El COVID-19 sigue cobrando vidas en el departamento, y dejando en tragedia los sueños de varias familias en Antioquia.

Uno de los casos más dolorosos es el de la jefe de enfermería Angélica Chica Morales que, ocho días después de dar a luz a una bebé, falleció por culpa del virus.

La joven, quien perdió la batalla contra el COVID-19 en la Clínica Somer de Rionegro, se convierte en la víctima número 55 en ese municipio del Oriente antioqueño.

La mujer había trabajado en la Sommer y actualmente se desempeñaba como jefe de enfermería en el Hospital San Vicente Fundación en Medellín.

Sus excompañeros de trabajo en Rionegro la despidieron entre lágrimas y aplausos, y le agradecieron por su valentía y dedicación al luchar contra la pandemia en las primeras semanas del embarazo.

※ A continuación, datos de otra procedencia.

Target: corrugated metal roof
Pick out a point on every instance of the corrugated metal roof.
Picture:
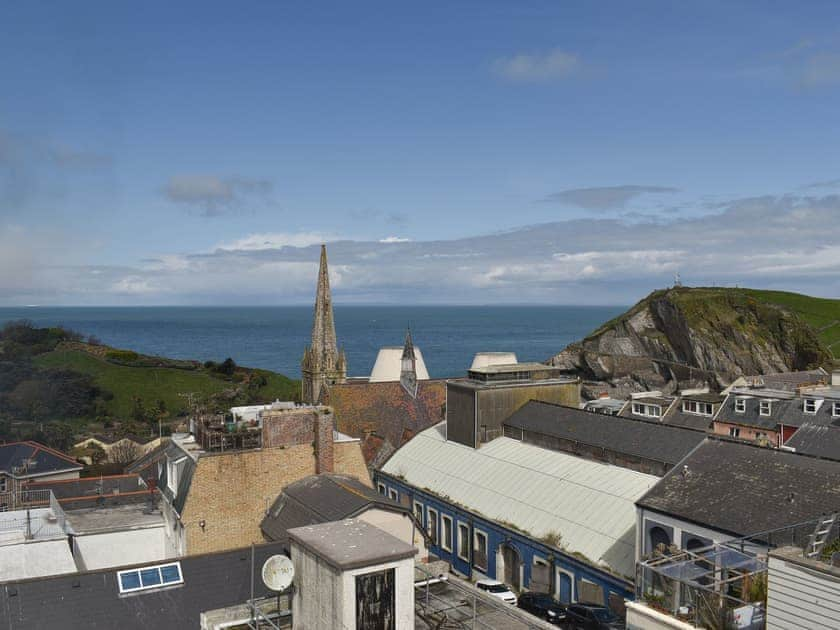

Tras la muerte de Angélica Chica, las autoridades confirmaron que su bebé fue remitida a un centro asistencial donde permanece bajo observación médica, pero por fortuna su prueba al COVID-19 arrojó resultado negativo.

Las autoridades y las directivas médicas rindieron un homenaje a la víctima y agradecieron nuevamente el esfuerzo de todos los trabajadores de la salud desde el inicio de la pandemia.